Re: Endgame // vague bodyhorror

[personal profile] at_heart 2023-02-04 11:02 pm (UTC)(link)
[ Shaking his head, though he doesn't look up from what he's doing. ]

You're not making anything worse, and I'm pretty sure I'm the one being dismissive about what my team went through. S'probably some kind of crummy coping mechanism.
sangreine: ready :: serious ([rose] yin)

Re: Endgame // vague bodyhorror

[personal profile] sangreine 2023-02-04 11:32 pm (UTC)(link)
It's probably better than whatever it is I'm doing.

[ Which is, as usual, getting her sad feelings all over everyone in the vicinity. ]

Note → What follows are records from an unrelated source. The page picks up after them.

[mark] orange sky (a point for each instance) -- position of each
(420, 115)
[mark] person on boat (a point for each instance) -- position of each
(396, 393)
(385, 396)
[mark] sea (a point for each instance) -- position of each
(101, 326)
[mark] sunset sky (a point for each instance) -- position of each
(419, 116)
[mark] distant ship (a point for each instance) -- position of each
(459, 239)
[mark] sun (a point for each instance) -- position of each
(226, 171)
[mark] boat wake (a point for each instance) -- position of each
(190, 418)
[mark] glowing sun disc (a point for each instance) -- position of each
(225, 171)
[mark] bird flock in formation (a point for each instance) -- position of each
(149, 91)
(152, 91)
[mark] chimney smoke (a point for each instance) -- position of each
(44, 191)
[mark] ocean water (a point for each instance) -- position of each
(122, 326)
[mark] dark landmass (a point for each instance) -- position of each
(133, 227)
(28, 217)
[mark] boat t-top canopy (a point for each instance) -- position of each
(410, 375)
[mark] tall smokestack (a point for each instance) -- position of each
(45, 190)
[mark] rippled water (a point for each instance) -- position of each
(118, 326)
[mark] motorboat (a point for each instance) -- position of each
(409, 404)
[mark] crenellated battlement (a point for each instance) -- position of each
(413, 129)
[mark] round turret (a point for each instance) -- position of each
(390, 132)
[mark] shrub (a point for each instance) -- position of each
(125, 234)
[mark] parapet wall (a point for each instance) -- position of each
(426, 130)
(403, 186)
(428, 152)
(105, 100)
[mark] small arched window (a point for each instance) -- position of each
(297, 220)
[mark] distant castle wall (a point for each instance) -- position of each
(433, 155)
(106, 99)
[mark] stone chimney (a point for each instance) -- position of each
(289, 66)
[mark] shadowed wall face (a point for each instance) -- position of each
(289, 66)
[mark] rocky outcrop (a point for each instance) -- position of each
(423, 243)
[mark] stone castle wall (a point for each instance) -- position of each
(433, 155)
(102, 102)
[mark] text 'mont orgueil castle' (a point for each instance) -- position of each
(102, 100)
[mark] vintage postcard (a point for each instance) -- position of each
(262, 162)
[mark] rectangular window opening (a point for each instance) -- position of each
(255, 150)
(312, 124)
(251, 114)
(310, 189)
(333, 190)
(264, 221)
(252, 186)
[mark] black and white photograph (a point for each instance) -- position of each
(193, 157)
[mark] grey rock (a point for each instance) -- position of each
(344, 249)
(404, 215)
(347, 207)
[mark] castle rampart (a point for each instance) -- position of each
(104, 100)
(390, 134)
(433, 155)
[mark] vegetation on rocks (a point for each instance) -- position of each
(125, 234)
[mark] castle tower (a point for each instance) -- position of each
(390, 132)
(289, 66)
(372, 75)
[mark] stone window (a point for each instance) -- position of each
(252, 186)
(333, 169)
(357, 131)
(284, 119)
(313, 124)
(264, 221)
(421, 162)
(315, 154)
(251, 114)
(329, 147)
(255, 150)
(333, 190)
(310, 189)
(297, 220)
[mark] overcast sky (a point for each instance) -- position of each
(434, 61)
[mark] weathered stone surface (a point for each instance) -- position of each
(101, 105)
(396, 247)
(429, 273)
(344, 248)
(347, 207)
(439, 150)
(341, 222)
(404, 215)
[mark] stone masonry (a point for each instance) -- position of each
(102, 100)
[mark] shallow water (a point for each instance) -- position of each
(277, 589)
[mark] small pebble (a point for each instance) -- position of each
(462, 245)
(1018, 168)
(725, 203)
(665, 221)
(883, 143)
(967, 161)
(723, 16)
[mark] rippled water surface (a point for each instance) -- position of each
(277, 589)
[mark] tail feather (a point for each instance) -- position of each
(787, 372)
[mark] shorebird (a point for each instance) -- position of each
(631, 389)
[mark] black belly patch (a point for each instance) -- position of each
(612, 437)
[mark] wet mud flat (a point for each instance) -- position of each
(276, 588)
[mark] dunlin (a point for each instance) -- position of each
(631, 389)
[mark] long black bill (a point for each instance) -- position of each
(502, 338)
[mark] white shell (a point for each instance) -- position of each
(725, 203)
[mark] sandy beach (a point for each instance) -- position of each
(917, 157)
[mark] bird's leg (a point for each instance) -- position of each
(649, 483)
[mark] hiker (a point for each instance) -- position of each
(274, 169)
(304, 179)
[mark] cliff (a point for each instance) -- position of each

Just out of curiosity, is it better? Being able to help after these things, even if it's... [ well, sIV powers ]
at_heart: (wry :: aw man)

Re: Endgame // vague bodyhorror

[personal profile] at_heart 2023-02-05 01:08 am (UTC)(link)
—For just one game? Yeah. It's better.

As an occupation? I think both options probably suck about the same amount.
sangreine: sad :: serious (given up)

Re: Endgame // vague bodyhorror

[personal profile] sangreine 2023-02-05 01:13 am (UTC)(link)
I've tried a few times not to get healed up after games. You know, to try and spare them. It never goes over well.

[ What is this topic of conversation? Oh yeah better than discussing what Lupine's currently doing, that's what. ]

Why can't the games be all Drunk Cards and spy wordgames?
at_heart: (grin :: nothing for it)

Re: Endgame // vague bodyhorror

[personal profile] at_heart 2023-02-05 03:17 am (UTC)(link)
Yeah, they don't like that. Heh. I can get why.

[ Another pause to wipe sweaty palms on his clothes, then back to work. ]

Being sIV and not getting to heal someone is probably the worst option of all of them.